After checking out several different brands of short shafts and running a couple of them, my hands down choice is the *MUD BUDDY Hyper *models, that electric trim and tilt is the bomb, wouldn't have a short shaft without it.

I guess it comes down to how much you want to spend, where you are going to hunt and what kind of performance you except out of your boat.


----------



## Duurty1 (Sep 10, 2007)

i have a scavenger 23 horse and i love it the only downsides i see to it is that the motor doesn't come jetted for the elevation(17 bucks for jets). but hey for 2500 bucks shipped to me it was a great deal. i heard that you want to run a surface drive on wide boats and a long tail on narrow boats. mine is a 1638


----------



## dkhntrdstn (Sep 7, 2007)

Have seen people and heard people hat dont like the scavenger and they say they dont have the power. I have a 25 kohler from mudbuddy and I love that motor.i would not go with anything else but mudbuddy. there geat motors and you cant beat there price.


----------



## Duurty1 (Sep 10, 2007)

dkhntrdstn said:


> Have seen people and heard people hat dont like the scavenger and they say they dont have the power. I have a 25 kohler from mudbuddy and I love that motor.i would not go with anything else but mudbuddy. there geat motors and you cant beat there price.

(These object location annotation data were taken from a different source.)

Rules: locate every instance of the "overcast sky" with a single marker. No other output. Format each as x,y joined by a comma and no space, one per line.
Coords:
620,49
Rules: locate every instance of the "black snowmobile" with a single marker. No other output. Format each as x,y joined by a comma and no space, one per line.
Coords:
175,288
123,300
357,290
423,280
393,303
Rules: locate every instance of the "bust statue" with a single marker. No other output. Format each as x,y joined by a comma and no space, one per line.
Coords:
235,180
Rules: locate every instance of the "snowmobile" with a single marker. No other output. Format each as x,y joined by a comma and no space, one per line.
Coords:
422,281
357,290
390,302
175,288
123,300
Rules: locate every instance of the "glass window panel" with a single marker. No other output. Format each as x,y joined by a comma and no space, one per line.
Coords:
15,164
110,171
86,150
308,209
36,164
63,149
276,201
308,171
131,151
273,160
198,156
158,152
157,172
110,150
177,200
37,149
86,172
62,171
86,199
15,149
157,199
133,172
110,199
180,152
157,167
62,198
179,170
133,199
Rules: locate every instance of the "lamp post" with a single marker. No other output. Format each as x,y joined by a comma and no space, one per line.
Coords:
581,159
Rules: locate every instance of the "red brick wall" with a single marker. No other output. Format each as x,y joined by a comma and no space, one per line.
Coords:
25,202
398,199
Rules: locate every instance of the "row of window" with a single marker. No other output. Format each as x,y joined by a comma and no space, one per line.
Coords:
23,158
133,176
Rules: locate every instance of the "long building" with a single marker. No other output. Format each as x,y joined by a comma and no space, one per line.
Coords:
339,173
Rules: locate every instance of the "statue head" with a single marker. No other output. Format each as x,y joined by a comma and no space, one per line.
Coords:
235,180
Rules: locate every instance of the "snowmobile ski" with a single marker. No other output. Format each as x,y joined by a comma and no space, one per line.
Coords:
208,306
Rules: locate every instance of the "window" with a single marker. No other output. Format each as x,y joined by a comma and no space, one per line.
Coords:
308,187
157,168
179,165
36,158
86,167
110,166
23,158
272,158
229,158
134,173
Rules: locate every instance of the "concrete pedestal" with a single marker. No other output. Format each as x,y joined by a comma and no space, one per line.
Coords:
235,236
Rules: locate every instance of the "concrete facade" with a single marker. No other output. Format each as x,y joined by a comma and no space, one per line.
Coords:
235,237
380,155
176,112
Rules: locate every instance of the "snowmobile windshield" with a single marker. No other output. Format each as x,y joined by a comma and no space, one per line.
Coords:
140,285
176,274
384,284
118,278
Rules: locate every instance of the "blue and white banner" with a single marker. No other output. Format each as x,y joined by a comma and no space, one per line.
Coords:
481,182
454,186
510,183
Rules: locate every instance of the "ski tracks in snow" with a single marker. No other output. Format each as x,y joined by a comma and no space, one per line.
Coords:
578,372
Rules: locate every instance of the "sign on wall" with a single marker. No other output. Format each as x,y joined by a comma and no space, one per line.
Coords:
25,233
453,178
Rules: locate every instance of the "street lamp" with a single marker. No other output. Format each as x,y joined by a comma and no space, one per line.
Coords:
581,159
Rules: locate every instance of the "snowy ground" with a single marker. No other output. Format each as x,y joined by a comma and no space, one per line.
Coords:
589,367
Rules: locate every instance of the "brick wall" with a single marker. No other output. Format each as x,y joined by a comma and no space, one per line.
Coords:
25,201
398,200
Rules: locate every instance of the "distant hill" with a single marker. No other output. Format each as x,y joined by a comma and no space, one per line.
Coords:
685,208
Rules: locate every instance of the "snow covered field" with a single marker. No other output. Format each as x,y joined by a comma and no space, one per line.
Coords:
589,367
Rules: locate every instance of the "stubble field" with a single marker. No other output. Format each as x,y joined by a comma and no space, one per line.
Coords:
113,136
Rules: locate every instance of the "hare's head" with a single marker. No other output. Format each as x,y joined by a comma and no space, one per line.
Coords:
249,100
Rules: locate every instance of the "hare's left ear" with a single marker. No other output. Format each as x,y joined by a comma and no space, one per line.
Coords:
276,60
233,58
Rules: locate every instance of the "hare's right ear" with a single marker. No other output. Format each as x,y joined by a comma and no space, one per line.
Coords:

mine seems to push the boat around alright, but i had to re-jet the carb. the mud buddies come jeted for the elevation


----------



## Longgun (Sep 7, 2007)

16X70 ?

what make of boat is this. from the sounds of the numbers it may have started its life as an airboat??

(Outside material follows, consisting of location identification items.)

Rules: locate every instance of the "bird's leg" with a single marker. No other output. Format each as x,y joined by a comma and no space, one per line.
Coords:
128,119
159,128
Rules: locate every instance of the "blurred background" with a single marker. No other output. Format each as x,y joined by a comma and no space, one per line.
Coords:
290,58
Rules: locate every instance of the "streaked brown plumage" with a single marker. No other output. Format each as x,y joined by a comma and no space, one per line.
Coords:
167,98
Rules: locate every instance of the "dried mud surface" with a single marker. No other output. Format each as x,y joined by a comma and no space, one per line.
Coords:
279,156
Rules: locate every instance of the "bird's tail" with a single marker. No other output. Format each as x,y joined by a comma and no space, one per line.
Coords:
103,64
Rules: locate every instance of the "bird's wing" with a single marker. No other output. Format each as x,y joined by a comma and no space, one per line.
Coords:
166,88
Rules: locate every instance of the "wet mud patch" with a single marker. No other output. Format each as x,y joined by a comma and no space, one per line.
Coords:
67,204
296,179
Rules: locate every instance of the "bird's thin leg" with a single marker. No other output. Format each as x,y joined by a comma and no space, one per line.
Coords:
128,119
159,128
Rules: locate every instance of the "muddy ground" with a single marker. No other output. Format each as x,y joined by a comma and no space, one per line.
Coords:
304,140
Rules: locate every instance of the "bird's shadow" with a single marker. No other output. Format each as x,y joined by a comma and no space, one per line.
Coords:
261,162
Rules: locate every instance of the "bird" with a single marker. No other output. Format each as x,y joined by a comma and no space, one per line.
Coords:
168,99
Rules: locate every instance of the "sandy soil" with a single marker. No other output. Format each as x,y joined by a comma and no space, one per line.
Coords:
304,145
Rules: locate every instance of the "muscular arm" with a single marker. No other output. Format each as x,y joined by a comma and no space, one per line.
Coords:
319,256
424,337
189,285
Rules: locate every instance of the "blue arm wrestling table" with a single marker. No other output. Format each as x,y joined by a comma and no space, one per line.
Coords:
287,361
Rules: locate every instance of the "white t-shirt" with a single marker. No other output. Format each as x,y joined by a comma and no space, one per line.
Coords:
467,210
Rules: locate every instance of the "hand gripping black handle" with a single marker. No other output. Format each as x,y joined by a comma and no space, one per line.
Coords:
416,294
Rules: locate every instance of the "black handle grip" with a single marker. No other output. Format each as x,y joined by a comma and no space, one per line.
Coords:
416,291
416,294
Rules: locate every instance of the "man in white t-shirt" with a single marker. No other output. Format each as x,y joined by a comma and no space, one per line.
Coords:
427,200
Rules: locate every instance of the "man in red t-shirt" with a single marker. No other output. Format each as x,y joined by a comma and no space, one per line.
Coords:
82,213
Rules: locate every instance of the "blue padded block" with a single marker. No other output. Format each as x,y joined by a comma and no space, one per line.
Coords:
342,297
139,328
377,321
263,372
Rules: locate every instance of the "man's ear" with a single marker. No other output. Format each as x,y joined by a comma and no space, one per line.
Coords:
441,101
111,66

...anyway, get a *35* and never look back.


----------



## Crazyhuntinman (Sep 11, 2007)

it is a smokercraft from the early 80's


----------



## Duurty1 (Sep 10, 2007)

my old man had an 1684 smokercraft a couple of years ago


----------



## kingfish (Sep 10, 2007)

i went from a scavenger 20 hp to a 23 mini short tail. best thing i ever did!!! i bought the 23 mini in february so i dont have a hunting season on it yet. i run a 1648 and it works great. if your going to run a 1670 i would go as big as your budget will allow. like others said get the 35 and you wont be looking back!!! i think mud buddy has a bunch of new 29 longtails for 2900 bucks...thats not a bad option either! i dont think in the long run you will be happy with a scavenger....at least i wasnt, hence the upgrade!!! ill take you for a ride if you like, then you will be convinced.


----------



## Gee LeDouche (Sep 21, 2007)

I just run a GDLT Vtwin 16 on a 1436 and it gets me where I want to go. If I was to do it again, I would go with a hyperdrive like a Gator Tail, Prodrive or Go-devil with the new Quick trim.. You will always want more power, and to go faster so keep that in mind. If your budgeting, then simply buy the best motor you can get your hands on that stays within your budget.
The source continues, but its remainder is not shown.